So the easy/fast thing would be to just assign unique indices to each element (CTR-mode cipher blocks like AES or Chacha) and radix sort based on that, right? You can sort in O(N) time instead of O(N log N) because of the radix property. The difficulty is that `sort(1)` is expected to process inputs that do not fit in memory, and will spill to disk with partial results and merge later. So if you generate this extra metadata, you face some challenges:
- it must be persisted somehow if the memory contents are flushed to a temporary file; the easiest way *might* be to just throw it in as an extra record in the row, but the more efficient way would probably be to persist the CTR-mode generator state at the beginning of a file and associate it with the specific temporary file; the latter is easy to do with code we have header access for, but difficult for e.g., OpenSSL. An alternative to preserving the entire internal data structure would be to simply roll the IV used and reset the cipher every time we spill a newly processed file. That could work.
- (you'd like to use OpenSSL, because it has the various assembly optimized implementations and it's already in base.)
- during merge, the radix indices must be re-associated with the correct corresponding records
- if records are short, this extra index may be essentially double the memory used by records, so it's not like we can just keep it in memory. This makes the uniqueness property more difficult to ensure. (Not that md5 guarantees uniqueness, exactly.)

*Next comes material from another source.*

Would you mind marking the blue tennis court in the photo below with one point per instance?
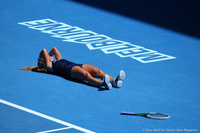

- The records themselves must be checked for equality before we consult the radix, due to `sort -R`'s sort of odd property "that the equal keys sort together." I'm not sure if that is intentionally or just a natural result of the chosen implementation. I'm not sure if it would be a POLA violation to break that or not, but I'd probably err on the side of not breaking it. (There is no POSIX definition of `sort -R`, and in fact our `-R` flag actually conflicts with NetBSD, where `-R <char>` means "use `char` as the record separator.")
- Finally, we don't know the record count in advance; input may even come from a pipe like stdin. So we cannot "correctly size" our radix indices to the total record count to save a little memory. Maybe hard-coding 16 bytes (same as MD5) would be adequate.
Maybe I'm thinking about this wrong, but the above is what's holding me back from just replacing the MD5 consistent hashing scheme with a seeded block cipher radix scheme.
A tangential incremental improvement might be to just swap MD5 for a faster digest. I don't know of any reason a *cough* cryptographic digest like *cough* MD5 is required for this application; any old hash function will create the same output for identical inputs, satisfying that equal keys sort together property. Some benchmarks put SHA1 and Blake2b on about even footing, mildly faster than MD5. Something more suitable might be something like Yann Collet's [[ http://fastcompression.blogspot.com/2019/03/presenting-xxh3.html | XXH3 ]] (which can create digests as large as MD5's), or others in [[ https://github.com/Cyan4973/smhasher | this list ]].